Learning and memory formation, one the other hand, are slower processes that involve growing or removing connections between neurons and changing the strength with which they communicate with each other. This would make it more difficult to write the simulated brain back into the living brain: you'd have to update the physical structure of the neurons, including what connections they have and the density of neurotransmitters/receivers in the cell membranes between them. Now, the brain obviously has the mechanisms to make these changes (these "learning" mechanisms are much less understood today than the signaling itself) but it wouldn't natively happen as fast as your simulation. A possible "plausible" explanation is some genetic manipulation that fast-forwards the biological brain to the final simulated brain state, quickly and efficiently bypassing the many slow "real-time" iterations the simulated brain had to go through while you were learning your lessons.

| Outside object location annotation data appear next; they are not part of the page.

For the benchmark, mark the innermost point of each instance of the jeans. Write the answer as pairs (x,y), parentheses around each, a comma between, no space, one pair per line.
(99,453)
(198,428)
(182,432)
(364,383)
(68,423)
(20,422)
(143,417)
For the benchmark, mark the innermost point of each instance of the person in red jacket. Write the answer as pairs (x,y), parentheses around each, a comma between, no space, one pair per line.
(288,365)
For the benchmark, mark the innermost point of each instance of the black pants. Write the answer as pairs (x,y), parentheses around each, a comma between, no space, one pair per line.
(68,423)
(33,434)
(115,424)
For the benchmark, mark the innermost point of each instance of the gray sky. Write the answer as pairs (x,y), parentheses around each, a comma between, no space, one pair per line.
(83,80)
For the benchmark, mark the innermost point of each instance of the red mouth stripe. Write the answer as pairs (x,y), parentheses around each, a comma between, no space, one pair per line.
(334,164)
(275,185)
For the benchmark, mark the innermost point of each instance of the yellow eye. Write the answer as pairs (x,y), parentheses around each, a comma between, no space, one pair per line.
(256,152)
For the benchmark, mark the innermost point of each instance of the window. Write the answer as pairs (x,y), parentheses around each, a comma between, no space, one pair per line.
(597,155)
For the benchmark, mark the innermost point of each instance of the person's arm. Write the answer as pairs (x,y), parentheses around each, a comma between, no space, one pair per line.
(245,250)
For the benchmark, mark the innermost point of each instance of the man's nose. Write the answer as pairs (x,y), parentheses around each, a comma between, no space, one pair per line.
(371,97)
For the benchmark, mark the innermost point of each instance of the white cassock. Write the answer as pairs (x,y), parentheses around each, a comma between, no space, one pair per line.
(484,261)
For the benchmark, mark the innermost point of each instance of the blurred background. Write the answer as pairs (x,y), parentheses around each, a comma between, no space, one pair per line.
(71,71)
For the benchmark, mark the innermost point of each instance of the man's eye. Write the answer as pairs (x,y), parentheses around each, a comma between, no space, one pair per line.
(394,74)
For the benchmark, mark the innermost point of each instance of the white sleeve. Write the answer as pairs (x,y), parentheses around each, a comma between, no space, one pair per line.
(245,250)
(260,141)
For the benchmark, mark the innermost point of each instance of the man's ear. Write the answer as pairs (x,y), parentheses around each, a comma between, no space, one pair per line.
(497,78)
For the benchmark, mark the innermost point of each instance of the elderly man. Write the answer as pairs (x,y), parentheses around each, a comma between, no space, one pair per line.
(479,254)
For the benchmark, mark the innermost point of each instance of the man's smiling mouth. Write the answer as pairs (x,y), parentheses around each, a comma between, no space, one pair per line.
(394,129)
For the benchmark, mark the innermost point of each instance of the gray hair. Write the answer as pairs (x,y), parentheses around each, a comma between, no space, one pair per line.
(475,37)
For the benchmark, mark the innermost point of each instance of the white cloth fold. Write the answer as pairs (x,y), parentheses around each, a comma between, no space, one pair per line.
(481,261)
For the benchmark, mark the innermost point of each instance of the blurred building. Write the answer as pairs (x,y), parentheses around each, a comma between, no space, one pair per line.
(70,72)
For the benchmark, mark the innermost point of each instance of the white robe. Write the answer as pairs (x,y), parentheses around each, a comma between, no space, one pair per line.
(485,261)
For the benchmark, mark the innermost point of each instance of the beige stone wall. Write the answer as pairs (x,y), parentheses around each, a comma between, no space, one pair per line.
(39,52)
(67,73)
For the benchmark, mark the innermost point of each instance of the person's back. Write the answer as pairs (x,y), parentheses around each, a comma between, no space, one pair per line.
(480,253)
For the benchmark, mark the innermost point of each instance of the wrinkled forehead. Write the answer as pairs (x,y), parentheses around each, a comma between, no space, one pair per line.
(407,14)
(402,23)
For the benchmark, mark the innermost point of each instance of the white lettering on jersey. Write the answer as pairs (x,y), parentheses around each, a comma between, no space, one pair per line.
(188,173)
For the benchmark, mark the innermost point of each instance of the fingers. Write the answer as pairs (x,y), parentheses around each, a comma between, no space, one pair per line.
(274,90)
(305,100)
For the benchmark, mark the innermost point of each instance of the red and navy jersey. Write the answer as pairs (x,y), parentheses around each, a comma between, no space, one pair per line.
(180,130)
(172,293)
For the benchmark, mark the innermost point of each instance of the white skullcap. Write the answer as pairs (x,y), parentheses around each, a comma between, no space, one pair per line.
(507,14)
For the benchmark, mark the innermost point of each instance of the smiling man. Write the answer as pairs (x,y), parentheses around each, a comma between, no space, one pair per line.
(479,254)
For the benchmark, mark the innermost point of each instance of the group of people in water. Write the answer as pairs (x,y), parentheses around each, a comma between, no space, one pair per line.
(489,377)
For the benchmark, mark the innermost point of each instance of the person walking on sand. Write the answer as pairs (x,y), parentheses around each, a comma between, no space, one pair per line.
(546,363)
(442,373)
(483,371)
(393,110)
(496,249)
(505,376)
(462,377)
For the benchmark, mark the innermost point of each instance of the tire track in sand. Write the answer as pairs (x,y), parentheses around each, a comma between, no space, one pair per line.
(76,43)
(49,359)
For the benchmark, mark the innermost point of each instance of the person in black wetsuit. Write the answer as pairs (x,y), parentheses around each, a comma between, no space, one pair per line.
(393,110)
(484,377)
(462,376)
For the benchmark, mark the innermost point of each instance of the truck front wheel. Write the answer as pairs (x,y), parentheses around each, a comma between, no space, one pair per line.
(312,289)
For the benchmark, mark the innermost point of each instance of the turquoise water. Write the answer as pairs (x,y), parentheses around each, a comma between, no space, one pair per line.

As an aside, there are a couple confusing comments/answers that put too much weight on the idea of information being stored in proteins or other molecular mechanisms of computation. So, here's a short primer that should help get the feel of how we understand neurons to work:

Communication between neurons, and the way they represent information and do computations, is done with electrical signals. The most basic unit of neural information is the action potential: a brief, all-or-nothing, zero or one, voltage change across the neuron's cell membrane. This signal can be further communicated to other neurons, causing them to fire their own discrete action potential. While the details are unknown, the neural signalling all takes place in the strength, frequency, and timing of connections of huge populations of neurons communicating with each other one binary (more or less) bit at a time. The way these connections are developed over time represent all sorts of comparators and integrators and memory circuits and other higher-level logical units that consist of many neurons firing 0/1 with complex connections between them. Fundamentally it is a dynamic process, and neurons don't hold information for very long, nor do they store proteins or some other kind of "hard-disk" storage. The molecular basis of the action potential is based on the movement of ions across the cell membrane in a positive-feedback loop. This is initiated by neurotransmitters sent from the axon terminals of one neuron to the dendrites of another neuron. The configuration of neurotransmitters and receivers in the gap between neurons can hard-code the strength of the signal communicated from one to the other. This and the presence of a connection in the first place are the building blocks of the neural circuit that represents information by firing action potentials around. Think of it like a dynamic digital logic block. It proscribes specific input/output relationships and by putting many of them together you can design the output.